A Prefeitura de Santos foi "surpreendida" na manhã desta quarta-feira, 3 de dezembro, com a paralisação dos servidores da SEADOMI (Seção de Atendimento Domiciliar). O setor fica no 1º andar do Centro Integrado de Acesso e Regulação em Saúde Dr. David Capistrano Filho – unidade da Secretaria Municipal de Saúde.

Não foi por acaso que destacamos a palavra "surpreendida" entre aspas. Embora não tivesse conhecimento do ato realizado pelos servidores, há muito tempo o governo municipal sabe quais são as demandas e reivindicações desses trabalhadores. Com cartazes e faixas denunciando os problemas enfrentados diariamente, os servidores se deslocaram até os semáforos da Rua Barão de Paranapiacaba e da Avenida Ana Costa para expor à população a motivação do protesto.

Aos trabalhadores que passavam a pé ou de carro pela região, foi entregue um manifesto com os principais problemas enfrentados. "Trabalhamos há quase dois anos em salas super aquecidas, sem ar condicionado, onde o calor é insuportável. Temos, inclusive, comprado ventiladores com nosso próprio dinheiro para que consigamos permanecer nas salas e realizarmos nosso trabalho. Além disso,  a SEADOMI armazena medicações e dietas que precisam ficar em temperatura adequada que em virtude do calor excessivo, estragam ou perdem sua eficácia, tendo que ser inutilizadas, causando prejuízo aos cofres públicos", destaca um dos trechos da carta.

O estopim

Os trabalhadores chegaram no limite e sobram razões para isso. A paciência esgotou diante do descaso da Prefeitura que, após muita enrolação, comprou os aparelhos de ar condicionado um ano atrás sem qualquer medida concreta para garantir a instalação. Prova disso é o fato de que há mais de seis meses os aparelhos se encontravam embalados no setor. A solução encontrada nessa semana, de intenso calor, foi inusitada: retirar um ar condicionado da unidade e transferir para outro setor. Sem qualquer explicação ou justificativa.

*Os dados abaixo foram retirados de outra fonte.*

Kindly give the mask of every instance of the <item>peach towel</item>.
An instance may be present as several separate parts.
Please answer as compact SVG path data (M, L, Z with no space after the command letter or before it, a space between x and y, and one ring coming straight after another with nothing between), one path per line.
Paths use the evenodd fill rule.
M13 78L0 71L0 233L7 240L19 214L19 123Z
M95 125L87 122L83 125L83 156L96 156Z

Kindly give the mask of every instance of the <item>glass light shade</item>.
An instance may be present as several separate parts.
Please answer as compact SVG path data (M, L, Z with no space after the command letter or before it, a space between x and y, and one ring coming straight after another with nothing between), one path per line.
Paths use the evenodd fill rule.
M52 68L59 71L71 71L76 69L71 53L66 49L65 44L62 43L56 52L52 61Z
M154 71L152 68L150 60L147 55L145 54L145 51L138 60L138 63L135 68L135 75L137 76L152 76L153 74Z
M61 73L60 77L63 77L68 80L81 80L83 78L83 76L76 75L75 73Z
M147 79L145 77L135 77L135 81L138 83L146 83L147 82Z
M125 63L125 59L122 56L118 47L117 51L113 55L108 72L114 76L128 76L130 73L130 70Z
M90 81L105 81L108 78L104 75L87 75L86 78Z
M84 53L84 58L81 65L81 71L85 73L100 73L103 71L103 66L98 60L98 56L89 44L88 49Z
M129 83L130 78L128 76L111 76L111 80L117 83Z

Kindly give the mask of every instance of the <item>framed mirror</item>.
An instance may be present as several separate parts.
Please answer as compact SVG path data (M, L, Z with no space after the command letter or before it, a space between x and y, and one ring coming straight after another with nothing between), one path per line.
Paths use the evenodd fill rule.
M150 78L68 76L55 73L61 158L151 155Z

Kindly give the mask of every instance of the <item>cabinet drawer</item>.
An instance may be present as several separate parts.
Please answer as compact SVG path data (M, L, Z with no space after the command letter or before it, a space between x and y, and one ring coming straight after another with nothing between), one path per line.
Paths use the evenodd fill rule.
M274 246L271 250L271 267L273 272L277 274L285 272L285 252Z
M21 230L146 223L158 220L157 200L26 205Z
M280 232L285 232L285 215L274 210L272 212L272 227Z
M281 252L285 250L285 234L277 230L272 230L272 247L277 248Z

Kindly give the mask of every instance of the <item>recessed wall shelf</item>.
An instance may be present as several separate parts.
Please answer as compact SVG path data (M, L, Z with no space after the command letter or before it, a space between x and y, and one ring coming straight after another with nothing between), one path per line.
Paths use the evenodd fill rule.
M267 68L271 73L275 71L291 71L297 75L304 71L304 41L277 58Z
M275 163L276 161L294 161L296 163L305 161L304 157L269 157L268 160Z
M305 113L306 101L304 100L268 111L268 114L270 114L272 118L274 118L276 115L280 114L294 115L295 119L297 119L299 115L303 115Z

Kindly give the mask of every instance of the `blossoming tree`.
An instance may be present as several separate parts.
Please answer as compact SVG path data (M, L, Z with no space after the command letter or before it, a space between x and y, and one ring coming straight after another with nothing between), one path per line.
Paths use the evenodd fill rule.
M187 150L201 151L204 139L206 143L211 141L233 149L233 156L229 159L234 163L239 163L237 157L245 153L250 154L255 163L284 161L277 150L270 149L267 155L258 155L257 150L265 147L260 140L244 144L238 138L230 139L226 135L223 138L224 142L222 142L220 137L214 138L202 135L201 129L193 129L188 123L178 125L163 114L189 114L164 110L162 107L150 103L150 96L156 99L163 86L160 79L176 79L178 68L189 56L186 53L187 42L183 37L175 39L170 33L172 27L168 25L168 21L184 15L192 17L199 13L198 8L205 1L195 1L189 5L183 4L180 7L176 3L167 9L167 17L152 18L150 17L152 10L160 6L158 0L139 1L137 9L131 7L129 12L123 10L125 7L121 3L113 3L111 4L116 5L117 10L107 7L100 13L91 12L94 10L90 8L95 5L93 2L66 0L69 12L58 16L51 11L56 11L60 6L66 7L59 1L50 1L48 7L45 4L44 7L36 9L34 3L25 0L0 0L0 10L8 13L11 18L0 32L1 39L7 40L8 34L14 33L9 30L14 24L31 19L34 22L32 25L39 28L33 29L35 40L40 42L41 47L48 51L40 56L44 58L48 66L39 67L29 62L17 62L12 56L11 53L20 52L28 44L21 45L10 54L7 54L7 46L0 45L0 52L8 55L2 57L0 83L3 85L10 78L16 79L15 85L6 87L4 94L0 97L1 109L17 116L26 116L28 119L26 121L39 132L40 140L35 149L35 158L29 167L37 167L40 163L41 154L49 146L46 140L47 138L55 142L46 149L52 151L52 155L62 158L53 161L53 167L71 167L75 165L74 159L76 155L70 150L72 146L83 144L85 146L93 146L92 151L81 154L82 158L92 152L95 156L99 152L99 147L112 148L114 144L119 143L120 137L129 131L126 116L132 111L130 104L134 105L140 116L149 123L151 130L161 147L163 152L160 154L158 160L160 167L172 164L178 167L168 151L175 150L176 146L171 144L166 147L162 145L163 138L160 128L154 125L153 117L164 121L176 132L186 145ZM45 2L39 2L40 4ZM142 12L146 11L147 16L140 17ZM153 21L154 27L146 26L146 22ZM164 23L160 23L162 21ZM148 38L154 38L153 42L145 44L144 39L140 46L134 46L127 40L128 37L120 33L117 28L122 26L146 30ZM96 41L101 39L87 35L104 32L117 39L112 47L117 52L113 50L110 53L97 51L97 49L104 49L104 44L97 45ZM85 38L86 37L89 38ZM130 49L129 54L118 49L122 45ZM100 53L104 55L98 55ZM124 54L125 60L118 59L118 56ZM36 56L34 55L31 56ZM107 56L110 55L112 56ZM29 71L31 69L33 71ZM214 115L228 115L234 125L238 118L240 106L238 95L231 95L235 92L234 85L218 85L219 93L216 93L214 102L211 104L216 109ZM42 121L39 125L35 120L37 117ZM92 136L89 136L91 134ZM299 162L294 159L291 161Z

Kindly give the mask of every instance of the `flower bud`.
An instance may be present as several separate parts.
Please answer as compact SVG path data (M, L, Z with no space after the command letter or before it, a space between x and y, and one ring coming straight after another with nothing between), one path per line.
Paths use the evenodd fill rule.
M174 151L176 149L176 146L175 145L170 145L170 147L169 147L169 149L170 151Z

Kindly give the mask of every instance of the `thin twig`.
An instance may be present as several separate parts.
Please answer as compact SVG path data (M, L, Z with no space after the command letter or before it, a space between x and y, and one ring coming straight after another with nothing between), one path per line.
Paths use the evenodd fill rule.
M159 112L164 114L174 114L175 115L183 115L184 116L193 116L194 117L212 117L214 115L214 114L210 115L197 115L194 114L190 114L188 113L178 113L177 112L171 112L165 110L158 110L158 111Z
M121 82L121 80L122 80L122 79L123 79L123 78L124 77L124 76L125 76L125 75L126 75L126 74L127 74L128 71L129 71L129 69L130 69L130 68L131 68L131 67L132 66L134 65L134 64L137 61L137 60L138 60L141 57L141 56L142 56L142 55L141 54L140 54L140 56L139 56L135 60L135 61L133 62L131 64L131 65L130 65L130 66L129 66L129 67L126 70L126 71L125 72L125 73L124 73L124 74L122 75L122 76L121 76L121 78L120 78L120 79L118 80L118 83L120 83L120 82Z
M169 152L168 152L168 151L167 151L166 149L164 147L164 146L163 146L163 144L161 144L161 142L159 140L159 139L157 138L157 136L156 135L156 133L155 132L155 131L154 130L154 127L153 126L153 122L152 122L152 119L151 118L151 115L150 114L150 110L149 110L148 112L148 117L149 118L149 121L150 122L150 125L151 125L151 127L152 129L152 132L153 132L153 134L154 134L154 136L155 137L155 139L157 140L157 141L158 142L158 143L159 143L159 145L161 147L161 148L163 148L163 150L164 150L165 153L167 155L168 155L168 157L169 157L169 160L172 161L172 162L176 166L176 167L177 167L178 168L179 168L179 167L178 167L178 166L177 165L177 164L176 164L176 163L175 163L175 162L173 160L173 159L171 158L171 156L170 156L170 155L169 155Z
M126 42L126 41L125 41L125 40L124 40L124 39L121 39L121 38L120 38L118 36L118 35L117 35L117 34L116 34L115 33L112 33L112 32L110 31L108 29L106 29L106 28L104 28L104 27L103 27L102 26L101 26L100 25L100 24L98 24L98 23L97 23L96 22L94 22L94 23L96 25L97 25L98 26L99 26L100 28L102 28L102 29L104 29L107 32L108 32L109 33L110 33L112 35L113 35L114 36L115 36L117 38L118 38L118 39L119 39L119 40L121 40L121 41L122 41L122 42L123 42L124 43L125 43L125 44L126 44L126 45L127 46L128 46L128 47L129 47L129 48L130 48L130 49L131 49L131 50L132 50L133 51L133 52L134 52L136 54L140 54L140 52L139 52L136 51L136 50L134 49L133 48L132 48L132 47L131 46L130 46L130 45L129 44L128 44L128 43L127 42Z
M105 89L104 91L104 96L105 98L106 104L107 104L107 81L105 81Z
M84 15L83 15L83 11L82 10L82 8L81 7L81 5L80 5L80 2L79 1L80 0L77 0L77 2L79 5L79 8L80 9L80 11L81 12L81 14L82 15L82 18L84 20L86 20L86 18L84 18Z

Uma luta de toda a categoria

É uma contradição revoltante ver que os trabalhadores responsáveis por humanizar o tratamento médico de pacientes não recebem do seu empregador postura semelhante. Não é de hoje que o Sindicato vem denunciando o sucateamento da unidade, que carece de infraestrutura mínima para dar condições dignas de trabalho aos servidores.

É dessa forma, oferecendo condições degradantes de trabalho e, por consequência, péssimos serviços à população, que o governo pavimenta a justificativa para terceirizar áreas estratégicas, como a saúde neste caso, para as Organizações Sociais.

É contra essa lógica que lutamos. Neste sentido, não podemos deixar de lembrar a todos os servidores que a luta travada pelos trabalhadores do SEADOMI não é isolada. Pelo contrário, se incorpora à luta de toda a categoria contra a privatização dos serviços públicos.

Assim como o estopim das jornadas de junho foram "apenas vinte centavos", o estopim desta paralisação foi o "ar condicionado", mas existem muitos outros problemas. Sabemos que a gota d'água não é a raiz do problema e, por isso, cada luta imediata, cada luta específica por melhores condições de trabalho pode e deve se converter numa luta de toda a categoria em defesa do serviço público, contra as terceirizações.